The European Association for Cardio-thoracic surgery (EACTS) has occupied a great deal of time this year and much travelling, almost on a par with Janet’s, and not compatible with tending cows and calves. In 2004 the travels included Turkey, Greece, Spain, France, Italy, Belgium, Holland, Florida and California and in 2005, which will be dominated by my Presidential year, so far scheduled are Ireland, Philadelphia, Chicago, Romania, Poland and Sweden. I have already referred to the devastation of Europe’s medical and scientific collaboration as a result of terrible wars of the twentieth century. We seem to have stopped counting after two. EACTS and ESTS are part of the rebuilding of medical Europe. The first wave was in Western Europe but now the Eastern European countries are a playing a large part and our annual meetings of Thoracic and Cardiac surgeons are the largest in the world. But over Christmas, I will relish a quieter time. We hope it will be family time, and on Falcon Farm.

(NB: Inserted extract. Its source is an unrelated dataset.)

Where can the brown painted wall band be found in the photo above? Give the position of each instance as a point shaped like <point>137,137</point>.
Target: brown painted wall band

Sam and Jean share a home in Brighton, the place to be, the place to party - but a curious deadness falls on England over Christmas. Not just England. The legacy of the war left Europe divided and caught between the influences of the USA and USSR. John le Carre in Absolute Friends describes the anarchists and wannabe urban terrorists of cold war Berlin who on Christmas Eve “experience one of those moments of self-revelation from which there can be no retreat. Already by the twenty-third of December the squat is three-quarters empty as communards abandon principle and slink home to celebrate in the bosom of their reactionary families. Those who have nowhere to go remain behind like uncollected children in a boarding school.” I hope I will never be seen as reactionary or that Sam and Jean will ever need to slink.